Find tuple structure containing an unknown value inside a list

Question

Say I have list of tuples:

list = [(1,5), (1,7), (2,3)]

Is there a way in Python to write something like

if (1, *) in list: do things

where * means "I don’t care about this value"? So we are checking if there is a tuple with 1 at the first position and with whatever value on the second one.

As far as I know there are special mechanisms in other languages, but I just don’t know the name of this particular problem. So is there similar behavior in Python?

P.S.: I know that I can use list comprehensions here. I am just interested in this particular mechanism.

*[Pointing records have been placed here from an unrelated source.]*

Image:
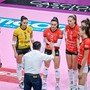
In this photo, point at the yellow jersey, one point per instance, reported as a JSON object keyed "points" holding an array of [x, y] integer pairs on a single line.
{"points": [[23, 37]]}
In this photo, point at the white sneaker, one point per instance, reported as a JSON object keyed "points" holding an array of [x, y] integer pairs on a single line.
{"points": [[57, 87], [21, 84], [75, 88], [44, 86]]}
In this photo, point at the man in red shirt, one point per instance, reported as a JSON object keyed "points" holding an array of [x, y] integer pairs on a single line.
{"points": [[53, 35], [84, 57]]}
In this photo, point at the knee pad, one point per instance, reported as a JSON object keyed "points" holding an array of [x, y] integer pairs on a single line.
{"points": [[57, 73], [19, 66]]}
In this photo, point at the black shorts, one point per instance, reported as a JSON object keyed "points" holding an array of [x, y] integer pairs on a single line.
{"points": [[49, 52], [71, 53], [23, 51], [79, 67]]}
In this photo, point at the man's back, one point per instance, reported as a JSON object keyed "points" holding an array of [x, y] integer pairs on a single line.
{"points": [[32, 61]]}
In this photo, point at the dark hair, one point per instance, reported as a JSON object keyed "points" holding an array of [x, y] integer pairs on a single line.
{"points": [[56, 20], [87, 30], [23, 18], [74, 17], [36, 45], [87, 22]]}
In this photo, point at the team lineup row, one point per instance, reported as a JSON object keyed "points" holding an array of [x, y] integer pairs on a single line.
{"points": [[77, 40]]}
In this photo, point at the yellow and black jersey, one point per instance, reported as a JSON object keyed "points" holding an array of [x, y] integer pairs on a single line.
{"points": [[23, 37]]}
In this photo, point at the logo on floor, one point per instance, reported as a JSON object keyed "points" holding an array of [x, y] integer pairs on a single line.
{"points": [[9, 75]]}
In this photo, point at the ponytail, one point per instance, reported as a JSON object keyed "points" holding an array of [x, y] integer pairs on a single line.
{"points": [[56, 20], [74, 17], [23, 18]]}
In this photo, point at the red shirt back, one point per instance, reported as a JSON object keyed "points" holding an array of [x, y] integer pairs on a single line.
{"points": [[71, 40], [84, 45], [52, 36]]}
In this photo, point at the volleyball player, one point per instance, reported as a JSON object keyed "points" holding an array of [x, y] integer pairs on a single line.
{"points": [[72, 39], [52, 35], [84, 57], [0, 57], [21, 45]]}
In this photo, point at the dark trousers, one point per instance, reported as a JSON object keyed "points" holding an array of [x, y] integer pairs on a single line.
{"points": [[31, 80]]}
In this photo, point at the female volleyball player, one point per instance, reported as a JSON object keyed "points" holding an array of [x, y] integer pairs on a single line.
{"points": [[0, 57], [53, 35], [84, 57], [21, 45], [85, 23], [71, 38]]}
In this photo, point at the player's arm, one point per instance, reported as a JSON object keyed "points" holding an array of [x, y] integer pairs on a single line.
{"points": [[78, 42]]}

Side note: don't name your variable `list`. This will clash with the `list` function and data type from the Python standard library. — Eddo Hintoso, Mar 01 '16 at 10:04
Related: [How Python's any and all functions work?](http://stackoverflow.com/q/19389490) — Nick Volynkin, Mar 01 '16 at 11:56
Finally realized what this makes me think of: databases. You are effectively wanting something along the lines of `SELECT * IN collection WHERE column1 = 1` — Justin, Mar 02 '16 at 01:59
@AaronHall I'm here not for upvotes but for the answer and to be honest in my code I used list comprehension (without 'any' function). I selected answer because it's answers the question "Is there native placeholder mechanism in python?". — selotec, Mar 02 '16 at 03:45
@Justin: not really. They are testing any such rows *exist*, they are not selecting them. — Martijn Pieters, Mar 02 '16 at 10:36
@Justin: but you want to avoid retrieving all matching rows, when all you need to know the *existence* of a row. — Martijn Pieters, Mar 02 '16 at 13:51
@MartijnPieters Yes of course. I was just pointing out a similarity between this question and database operations. — Justin, Mar 02 '16 at 13:52
@Justin: sure, but then wrap that SELECT in a `WHERE EXISTS` clause. — Martijn Pieters, Mar 02 '16 at 13:53
The name of the language feature is QbE (query by example), unification (Prolog), or simply "pattern matching". — jhermann, Mar 04 '16 at 18:43

score 71 · Answer 1 · edited Mar 01 '16 at 10:09

71

You can use the any() function:

if any(t[0] == 1 for t in yourlist):

This efficiently tests and exits early if 1 is found in the first position of a tuple.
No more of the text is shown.